Assim de repente, parecer-me-ia coisa muitíssimo mais revolucionária. Mas isso
deve ser porque sou de direita. O imenso povo de esquerda, que nunca precisou
de muito para se entusiasmar, acredita que a abolição dos títulos académicos é
apenas o primeiro passo para a abolição de todas as desigualdades. O estado de
graça é isto.
Também no dia de ontem,
num texto intitulado “A estratégia de um governo que quer ir além da política
de rendimentos”, Paulo Pena explica as razões do “incomum afastamento do
ministro das Finanças, Mário Centeno, do ‘pódio’ da hierarquia governamental”.

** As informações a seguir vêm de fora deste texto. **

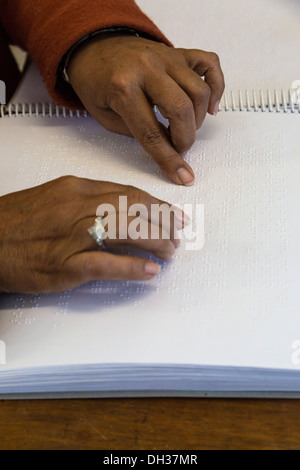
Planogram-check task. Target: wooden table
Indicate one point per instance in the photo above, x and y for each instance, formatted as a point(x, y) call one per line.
point(150, 424)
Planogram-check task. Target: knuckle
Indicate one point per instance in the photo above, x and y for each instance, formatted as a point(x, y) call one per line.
point(91, 267)
point(204, 93)
point(151, 137)
point(183, 109)
point(120, 86)
point(214, 58)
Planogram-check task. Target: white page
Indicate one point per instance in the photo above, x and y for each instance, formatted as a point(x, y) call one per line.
point(234, 303)
point(257, 40)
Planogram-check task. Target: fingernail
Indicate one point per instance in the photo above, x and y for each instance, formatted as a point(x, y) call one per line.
point(152, 268)
point(180, 217)
point(185, 177)
point(216, 109)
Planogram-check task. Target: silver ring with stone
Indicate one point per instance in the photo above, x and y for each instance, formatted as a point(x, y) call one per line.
point(97, 232)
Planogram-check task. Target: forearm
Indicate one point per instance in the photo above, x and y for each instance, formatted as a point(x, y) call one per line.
point(49, 28)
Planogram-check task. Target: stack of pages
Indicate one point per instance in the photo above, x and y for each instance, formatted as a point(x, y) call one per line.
point(220, 318)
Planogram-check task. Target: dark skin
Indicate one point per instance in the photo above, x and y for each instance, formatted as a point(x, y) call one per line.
point(44, 243)
point(120, 78)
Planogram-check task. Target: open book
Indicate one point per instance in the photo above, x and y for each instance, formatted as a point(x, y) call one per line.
point(221, 319)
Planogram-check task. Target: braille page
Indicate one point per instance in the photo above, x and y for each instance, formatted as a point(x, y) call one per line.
point(235, 302)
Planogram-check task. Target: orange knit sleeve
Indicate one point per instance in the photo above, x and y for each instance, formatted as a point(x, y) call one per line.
point(46, 29)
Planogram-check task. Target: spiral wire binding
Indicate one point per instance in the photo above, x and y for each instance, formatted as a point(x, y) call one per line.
point(272, 102)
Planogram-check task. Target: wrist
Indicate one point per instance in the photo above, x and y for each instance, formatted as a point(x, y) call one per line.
point(63, 75)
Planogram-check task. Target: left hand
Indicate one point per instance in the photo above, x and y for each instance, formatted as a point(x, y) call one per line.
point(120, 78)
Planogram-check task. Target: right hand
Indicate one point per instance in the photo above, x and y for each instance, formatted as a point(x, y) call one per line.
point(119, 78)
point(45, 246)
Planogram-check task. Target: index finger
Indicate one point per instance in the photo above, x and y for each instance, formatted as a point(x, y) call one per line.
point(153, 136)
point(207, 64)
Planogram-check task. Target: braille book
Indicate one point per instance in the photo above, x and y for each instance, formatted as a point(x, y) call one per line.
point(220, 319)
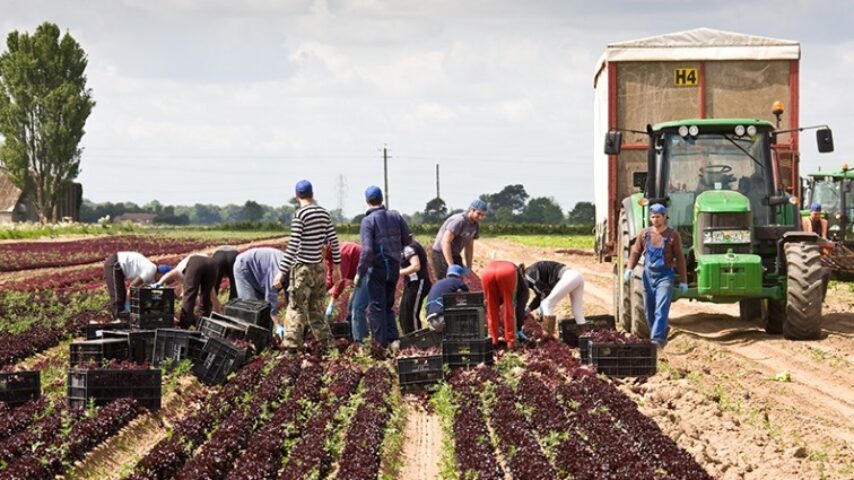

A tese, acompanhando os discursos de António Costa, é a de que as questões
financeiras são agora assumidas como “instrumentais”, e não “estratégicas”, e
de que esta nova “visão” é aquela que irá ser vendida na Europa, certamente
para grande espanto dos burocratas de Bruxelas, que nunca ouviram falar em tal
coisa. De facto, só um génio se lembraria de que o grande problema português
não está na dívida mas na falta de competitividade da economia. Estou certo que
mal acabe de explicar isto a Wolfgang Schäuble, António Costa, expelindo
sonoros ulos de “eureka!!!!”, irá provar ao mundo que é mais fácil empurrar um
cilindro do que um paralelepípedo.
Mas Paulo Pena tem fé: se
Costa for capaz de levar a sua avante, “talvez a expressão ‘um tempo novo’, que
prometeu no discurso de tomada de posse, faça sentido”. E conclui: “Mesmo que o
não consiga, mais fácil parece ser a promessa que deixou aos seus ministros e
secretários de Estado, na sala dos Embaixadores, no Palácio da Ajuda: ‘Foi para
um projecto entusiasmante que vos convidei.” Entusiasmante, de facto. O mal
foi vencido. A esperança vive. O estado de graça é isto.